DNSSEC is a security system that gives DNS servers the ability to verify that the information they receive is reliable. DNSSEC uses a similar public / private key cryptographic system to HTTPS, except that DNSSEC only uses the keys to sign records, not to encrypt them. The authoritative DNS records are signed by a private key which is kept secret. The signature (RRSIG) is uploaded as a special type of DNS record, as is the public key (DNSKEY). Servers that request the DNS records (RRSet), also receive the signature and the public key, and can verify that the records have been signed with the private key. If the records have been signed with the right key, it is strong evidence that they are valid.

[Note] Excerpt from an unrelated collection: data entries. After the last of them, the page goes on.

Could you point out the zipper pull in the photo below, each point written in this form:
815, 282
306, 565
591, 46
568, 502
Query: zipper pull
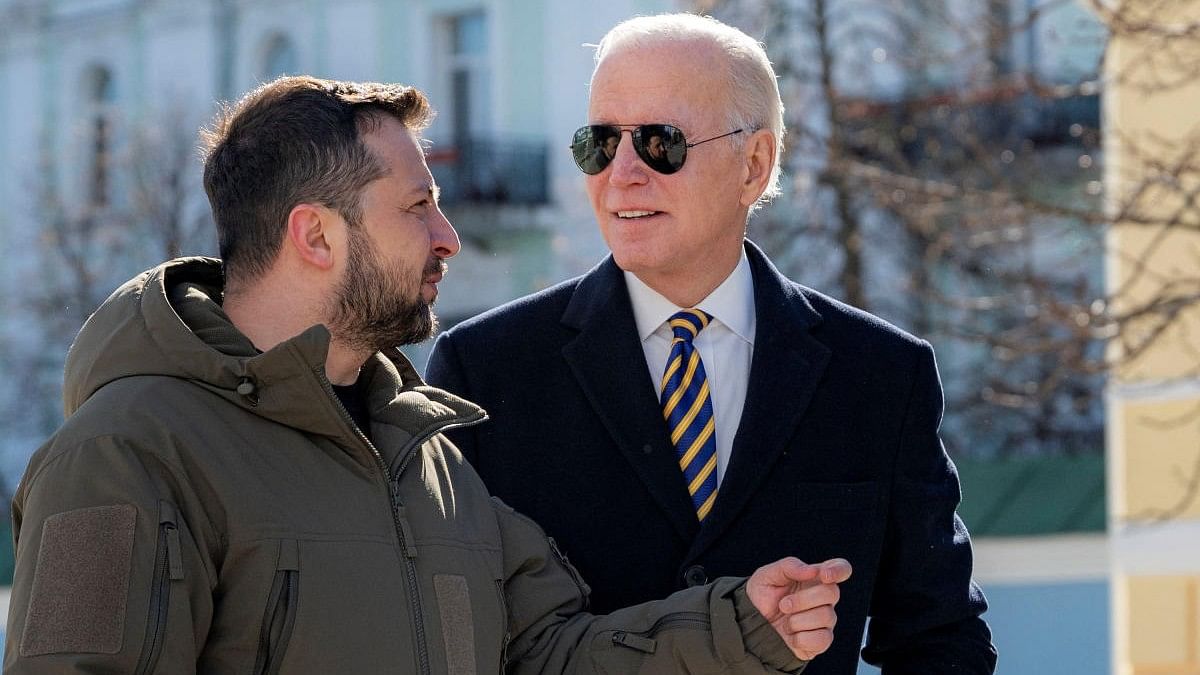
168, 520
409, 539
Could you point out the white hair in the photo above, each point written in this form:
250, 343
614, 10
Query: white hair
755, 101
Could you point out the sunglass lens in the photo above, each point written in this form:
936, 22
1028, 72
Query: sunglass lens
594, 147
661, 147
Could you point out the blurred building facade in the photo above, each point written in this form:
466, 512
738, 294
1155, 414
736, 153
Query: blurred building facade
1153, 451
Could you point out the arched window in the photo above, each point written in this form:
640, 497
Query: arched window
100, 91
279, 57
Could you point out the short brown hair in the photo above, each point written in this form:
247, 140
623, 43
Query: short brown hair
292, 141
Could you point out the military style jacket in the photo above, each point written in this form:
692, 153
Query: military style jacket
210, 508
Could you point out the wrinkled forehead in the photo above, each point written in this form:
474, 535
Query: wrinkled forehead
659, 83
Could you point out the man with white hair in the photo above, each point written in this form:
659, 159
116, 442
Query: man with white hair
683, 411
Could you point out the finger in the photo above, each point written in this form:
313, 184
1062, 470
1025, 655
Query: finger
786, 572
835, 571
810, 597
811, 620
809, 644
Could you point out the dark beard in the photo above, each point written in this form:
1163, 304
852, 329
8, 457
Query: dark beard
375, 310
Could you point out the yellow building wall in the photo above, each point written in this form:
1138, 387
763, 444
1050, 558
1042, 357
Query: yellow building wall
1155, 420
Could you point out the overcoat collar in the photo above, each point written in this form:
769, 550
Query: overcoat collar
609, 363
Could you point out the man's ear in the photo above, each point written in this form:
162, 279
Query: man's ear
312, 230
759, 157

Hence, criminals are unlikely to have access to the private key. If fake records are injected into a DNS server, they won’t have the right signature, and the server sending the request will know the records are bad. Additionally, DNS servers higher up the hierarchy are able to validate the information contained in the records of the server immediately below them. When looking up blog.webnames.ca, for example, the root domain validates .ca, which validates webnames, which validates blog in a chain of trust. In reality, DNSSEC is more complex than the sketch I have outlined here, but you should now have a good understanding of what DNSSEC is and why it is an important contributor to the security of your business and customers.
Given the security a validated IP address provides, one might ask why aren’t more businesses using DNSSEC? Unfortunately, awareness of DNSSEC and DNS is still lacking. While some government agencies and financial institutions now require DNSSEC to be implemented on domain names, the MUSH sector (municipalities, universities, schools, hospitals), ISPs, and ecommerce retailers still lag behind. We take the extra step and have adotped this important aspect of security for all our clients.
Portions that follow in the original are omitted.